Dans son autobiographie, Constance Briscoe, avocate britannique d’origine jamaïcaine devenue l’une des premières juges d’origine noire au Royaume-Uni, a écrit : « Vous pouvez être qui vous voulez ! Vous devez juste croire en vous-même ! » Et son parcours l’a démontré : issue d’un milieu défavorisé, et d’une minorité ethnique, elle a pu devenir juge. Mais ce même parcours a également démontré l’inverse : elle vient de passer plusieurs mois en prison pour entrave au cours de la justice et parjure. Mais cela, elle ne l’a pas choisi !
Il n’est pas vrai que je puisse être qui je veux.
Pour ce qui me concerne, je ne pourrais jamais être économe provincial, pas plus que je ne pourrais courir le marathon ! Je n’ai ni l’esprit nécessaire au premier ni le corps nécessaire à l’autre. Mais Dieu ne nous dit pas : « Vous pouvez être qui vous voulez ». Dieu dit quelque chose de bien plus grand : « Vous pouvez bien plus que tout ce que vous ne pourrez jamais imaginer. » Vous pouvez devenir Fils de Dieu. Pour une génération qui refuse des définitions par trop étroites des identités, l’Evangile offre la libération ultime, la divinisation. Nous ne voulons pas être définis comme les enfants de notre milieu, de notre famille ou de notre ethnie.

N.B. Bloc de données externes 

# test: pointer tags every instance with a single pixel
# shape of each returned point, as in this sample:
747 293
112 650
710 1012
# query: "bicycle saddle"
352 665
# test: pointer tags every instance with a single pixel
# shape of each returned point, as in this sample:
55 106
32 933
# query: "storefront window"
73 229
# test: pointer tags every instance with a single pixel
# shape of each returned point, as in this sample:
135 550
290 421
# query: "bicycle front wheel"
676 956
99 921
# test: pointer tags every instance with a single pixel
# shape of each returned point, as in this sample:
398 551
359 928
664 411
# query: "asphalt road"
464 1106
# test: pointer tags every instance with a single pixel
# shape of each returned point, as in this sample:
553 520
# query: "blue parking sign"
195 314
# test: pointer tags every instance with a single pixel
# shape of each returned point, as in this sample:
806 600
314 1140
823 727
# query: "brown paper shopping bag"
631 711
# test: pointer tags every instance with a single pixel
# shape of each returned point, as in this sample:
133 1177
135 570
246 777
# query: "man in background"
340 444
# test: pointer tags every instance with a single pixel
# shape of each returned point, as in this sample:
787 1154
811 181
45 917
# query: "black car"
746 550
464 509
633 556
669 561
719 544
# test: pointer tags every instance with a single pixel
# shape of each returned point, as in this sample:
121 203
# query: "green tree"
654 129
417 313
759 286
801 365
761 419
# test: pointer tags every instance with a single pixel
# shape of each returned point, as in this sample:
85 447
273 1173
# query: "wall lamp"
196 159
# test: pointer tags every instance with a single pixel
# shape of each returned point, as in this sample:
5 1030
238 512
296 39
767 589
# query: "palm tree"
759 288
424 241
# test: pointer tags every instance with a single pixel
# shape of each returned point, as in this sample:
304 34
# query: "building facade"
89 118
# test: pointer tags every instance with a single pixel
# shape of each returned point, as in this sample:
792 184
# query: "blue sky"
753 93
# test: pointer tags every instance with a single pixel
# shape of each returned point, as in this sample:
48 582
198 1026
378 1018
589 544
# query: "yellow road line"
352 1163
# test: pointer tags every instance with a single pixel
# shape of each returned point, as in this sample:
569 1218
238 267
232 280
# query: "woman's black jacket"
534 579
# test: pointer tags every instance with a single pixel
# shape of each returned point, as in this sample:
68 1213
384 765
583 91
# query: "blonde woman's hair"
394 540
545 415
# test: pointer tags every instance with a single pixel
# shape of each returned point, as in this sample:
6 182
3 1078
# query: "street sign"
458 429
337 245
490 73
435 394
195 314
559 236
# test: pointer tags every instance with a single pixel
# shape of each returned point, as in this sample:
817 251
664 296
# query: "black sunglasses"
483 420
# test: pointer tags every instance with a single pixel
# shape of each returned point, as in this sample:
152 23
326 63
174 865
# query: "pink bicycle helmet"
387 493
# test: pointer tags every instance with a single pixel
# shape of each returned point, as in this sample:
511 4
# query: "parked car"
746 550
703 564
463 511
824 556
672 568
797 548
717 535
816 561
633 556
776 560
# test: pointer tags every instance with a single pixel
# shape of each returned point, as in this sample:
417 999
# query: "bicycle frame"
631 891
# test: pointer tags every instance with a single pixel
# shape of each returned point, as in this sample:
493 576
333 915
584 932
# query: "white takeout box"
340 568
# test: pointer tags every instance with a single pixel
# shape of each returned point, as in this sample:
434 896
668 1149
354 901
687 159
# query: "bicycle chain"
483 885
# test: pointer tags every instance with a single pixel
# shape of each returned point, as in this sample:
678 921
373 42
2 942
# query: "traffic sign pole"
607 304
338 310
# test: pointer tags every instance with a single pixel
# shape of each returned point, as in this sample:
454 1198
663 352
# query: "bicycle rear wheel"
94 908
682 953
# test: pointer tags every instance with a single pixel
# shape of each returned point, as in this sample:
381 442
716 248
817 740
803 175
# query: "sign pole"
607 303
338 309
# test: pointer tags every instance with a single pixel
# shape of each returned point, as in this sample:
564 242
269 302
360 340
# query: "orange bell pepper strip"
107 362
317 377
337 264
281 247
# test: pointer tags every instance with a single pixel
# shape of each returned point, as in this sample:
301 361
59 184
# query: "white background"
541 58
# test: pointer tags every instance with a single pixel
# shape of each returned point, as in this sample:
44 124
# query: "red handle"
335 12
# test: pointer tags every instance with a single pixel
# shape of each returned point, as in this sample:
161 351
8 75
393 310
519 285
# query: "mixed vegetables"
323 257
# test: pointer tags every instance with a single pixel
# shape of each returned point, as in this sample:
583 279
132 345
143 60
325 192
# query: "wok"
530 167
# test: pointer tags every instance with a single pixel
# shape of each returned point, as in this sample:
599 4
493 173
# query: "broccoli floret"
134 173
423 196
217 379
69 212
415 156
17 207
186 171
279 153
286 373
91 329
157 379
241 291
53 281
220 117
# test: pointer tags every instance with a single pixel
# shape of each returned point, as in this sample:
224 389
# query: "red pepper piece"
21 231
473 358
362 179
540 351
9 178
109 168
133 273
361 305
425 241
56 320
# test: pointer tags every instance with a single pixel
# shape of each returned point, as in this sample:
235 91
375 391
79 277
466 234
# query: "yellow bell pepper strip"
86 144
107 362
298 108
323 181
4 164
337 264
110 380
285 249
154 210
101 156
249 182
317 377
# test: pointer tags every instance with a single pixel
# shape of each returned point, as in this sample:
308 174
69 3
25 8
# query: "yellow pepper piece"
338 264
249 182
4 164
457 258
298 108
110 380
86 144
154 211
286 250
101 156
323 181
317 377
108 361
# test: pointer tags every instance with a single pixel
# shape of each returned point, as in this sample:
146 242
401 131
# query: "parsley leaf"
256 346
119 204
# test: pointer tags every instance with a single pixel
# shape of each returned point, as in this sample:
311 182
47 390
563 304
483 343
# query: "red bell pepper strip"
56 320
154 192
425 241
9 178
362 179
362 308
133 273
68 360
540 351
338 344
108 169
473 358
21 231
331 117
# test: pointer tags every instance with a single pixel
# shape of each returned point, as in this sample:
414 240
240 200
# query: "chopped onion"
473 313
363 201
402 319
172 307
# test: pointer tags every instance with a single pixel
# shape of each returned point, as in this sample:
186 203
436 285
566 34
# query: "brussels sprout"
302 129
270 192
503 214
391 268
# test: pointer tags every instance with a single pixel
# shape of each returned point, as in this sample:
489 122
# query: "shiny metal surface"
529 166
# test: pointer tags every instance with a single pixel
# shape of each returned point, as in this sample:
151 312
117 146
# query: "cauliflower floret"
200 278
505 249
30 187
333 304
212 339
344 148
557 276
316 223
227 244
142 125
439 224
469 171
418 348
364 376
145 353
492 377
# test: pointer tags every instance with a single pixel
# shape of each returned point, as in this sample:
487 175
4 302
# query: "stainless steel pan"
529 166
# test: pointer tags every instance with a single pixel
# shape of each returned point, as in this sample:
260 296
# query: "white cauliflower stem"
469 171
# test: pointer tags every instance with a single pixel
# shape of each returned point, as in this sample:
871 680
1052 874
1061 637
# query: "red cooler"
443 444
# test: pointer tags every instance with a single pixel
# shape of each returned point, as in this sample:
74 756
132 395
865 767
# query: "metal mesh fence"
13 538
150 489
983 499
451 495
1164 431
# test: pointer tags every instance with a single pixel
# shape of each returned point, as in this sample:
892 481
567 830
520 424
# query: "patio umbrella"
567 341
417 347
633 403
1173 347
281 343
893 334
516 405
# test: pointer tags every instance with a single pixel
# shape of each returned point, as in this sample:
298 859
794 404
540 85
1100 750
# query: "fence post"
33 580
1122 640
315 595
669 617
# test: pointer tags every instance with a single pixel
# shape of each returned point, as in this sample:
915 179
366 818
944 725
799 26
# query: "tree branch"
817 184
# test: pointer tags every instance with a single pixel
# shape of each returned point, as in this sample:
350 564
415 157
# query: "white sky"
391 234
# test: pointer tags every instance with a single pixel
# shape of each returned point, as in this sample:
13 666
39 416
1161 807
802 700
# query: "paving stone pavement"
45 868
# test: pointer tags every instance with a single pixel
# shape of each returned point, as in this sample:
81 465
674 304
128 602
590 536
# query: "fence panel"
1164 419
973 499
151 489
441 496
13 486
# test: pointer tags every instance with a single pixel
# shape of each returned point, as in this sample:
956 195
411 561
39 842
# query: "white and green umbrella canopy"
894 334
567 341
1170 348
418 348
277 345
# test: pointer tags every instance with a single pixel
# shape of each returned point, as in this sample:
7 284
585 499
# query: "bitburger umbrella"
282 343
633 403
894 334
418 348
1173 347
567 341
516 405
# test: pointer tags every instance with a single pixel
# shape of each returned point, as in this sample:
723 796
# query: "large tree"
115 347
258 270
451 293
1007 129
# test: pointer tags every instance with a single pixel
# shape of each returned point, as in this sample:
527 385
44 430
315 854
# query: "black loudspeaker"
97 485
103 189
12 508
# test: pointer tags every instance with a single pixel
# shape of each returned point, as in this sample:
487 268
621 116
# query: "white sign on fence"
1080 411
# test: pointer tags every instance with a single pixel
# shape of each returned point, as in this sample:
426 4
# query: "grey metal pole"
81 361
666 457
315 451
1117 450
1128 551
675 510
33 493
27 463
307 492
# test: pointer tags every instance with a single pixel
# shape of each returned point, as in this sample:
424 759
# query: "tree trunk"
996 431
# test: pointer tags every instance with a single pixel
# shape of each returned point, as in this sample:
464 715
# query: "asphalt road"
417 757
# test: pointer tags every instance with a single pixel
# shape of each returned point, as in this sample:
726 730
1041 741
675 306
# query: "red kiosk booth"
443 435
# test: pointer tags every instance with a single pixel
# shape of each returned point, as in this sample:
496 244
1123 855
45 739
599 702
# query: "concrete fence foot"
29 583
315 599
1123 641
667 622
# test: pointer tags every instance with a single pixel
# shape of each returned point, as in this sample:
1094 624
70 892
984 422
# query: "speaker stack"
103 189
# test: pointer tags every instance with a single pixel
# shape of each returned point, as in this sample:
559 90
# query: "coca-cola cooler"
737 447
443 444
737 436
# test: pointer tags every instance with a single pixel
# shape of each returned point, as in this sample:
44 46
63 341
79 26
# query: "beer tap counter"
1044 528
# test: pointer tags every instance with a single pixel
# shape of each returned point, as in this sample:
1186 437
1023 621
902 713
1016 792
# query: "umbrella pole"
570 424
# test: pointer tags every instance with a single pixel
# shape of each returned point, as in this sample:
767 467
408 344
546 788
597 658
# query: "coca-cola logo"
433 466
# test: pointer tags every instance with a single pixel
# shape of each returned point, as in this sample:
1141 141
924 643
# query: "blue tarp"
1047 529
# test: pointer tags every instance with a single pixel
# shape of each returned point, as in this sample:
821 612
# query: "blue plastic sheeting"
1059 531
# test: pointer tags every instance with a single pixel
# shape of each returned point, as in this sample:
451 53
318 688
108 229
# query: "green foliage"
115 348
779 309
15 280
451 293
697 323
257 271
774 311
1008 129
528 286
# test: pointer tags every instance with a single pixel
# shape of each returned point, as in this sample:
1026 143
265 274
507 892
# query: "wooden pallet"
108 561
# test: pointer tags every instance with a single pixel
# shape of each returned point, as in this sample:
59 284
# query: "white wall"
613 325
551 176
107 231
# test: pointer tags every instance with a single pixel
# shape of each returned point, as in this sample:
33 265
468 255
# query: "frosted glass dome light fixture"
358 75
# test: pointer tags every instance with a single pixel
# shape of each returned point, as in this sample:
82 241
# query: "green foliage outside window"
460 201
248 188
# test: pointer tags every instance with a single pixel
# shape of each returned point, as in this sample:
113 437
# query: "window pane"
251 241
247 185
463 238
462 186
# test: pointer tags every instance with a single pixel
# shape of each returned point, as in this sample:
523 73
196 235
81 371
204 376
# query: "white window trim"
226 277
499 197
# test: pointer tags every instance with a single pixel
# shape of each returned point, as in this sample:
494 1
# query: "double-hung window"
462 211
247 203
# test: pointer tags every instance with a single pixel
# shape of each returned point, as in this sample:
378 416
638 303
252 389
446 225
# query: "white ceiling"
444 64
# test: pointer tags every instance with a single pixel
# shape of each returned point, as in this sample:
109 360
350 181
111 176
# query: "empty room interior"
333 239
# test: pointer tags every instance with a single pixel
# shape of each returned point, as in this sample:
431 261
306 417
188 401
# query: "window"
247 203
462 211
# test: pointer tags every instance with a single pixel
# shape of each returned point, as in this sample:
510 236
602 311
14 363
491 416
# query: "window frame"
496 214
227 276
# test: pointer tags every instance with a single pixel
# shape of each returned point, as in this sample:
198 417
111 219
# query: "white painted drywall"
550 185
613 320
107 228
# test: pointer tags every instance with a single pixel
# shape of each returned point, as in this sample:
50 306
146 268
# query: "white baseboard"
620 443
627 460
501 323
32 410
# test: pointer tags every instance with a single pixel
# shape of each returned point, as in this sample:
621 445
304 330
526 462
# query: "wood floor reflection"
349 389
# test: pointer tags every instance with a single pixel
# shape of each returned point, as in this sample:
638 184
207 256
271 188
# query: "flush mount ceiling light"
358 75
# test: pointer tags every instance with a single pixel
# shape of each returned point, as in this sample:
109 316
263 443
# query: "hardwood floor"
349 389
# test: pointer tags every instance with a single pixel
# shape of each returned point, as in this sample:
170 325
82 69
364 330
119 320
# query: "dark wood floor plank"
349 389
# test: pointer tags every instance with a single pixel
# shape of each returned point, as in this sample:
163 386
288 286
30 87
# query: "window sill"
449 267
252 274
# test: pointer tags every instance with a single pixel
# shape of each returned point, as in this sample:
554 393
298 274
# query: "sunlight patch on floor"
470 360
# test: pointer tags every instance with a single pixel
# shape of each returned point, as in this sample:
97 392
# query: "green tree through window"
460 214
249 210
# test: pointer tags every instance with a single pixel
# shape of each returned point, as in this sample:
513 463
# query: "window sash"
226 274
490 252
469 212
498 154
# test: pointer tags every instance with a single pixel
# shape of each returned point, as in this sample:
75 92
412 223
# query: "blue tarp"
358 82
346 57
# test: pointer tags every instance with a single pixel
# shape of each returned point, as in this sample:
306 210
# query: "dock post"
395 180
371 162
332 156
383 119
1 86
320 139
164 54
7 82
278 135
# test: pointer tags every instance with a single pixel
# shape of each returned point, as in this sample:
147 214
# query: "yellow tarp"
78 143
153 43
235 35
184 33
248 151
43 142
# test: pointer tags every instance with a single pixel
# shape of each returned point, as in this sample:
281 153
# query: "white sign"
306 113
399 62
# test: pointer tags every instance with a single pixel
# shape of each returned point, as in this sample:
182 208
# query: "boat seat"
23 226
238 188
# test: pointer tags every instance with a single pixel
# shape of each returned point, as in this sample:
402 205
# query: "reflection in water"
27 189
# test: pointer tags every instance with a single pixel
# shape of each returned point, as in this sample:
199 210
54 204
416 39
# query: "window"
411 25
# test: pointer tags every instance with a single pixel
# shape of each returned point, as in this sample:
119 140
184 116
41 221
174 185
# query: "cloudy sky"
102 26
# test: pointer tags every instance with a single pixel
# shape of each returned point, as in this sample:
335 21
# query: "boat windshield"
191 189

Nous sommes bien plus, nous sommes les enfants de Dieu. Voir le visage de Dieu signifie découvrir une liberté bien au-delà de toutes les images sur Facebook. Comme le dit saint Paul (Ga 3.28), nous sommes libres de n’être ni Juif ni Grec, il n’y a plus ni esclave ni libre, ni homme ni femme. Pouvons-nous offrir à la génération Facebook un visage qui les reconnaisse, mais les invite à devenir bien plus que ce qu’ils ont jamais imaginé ?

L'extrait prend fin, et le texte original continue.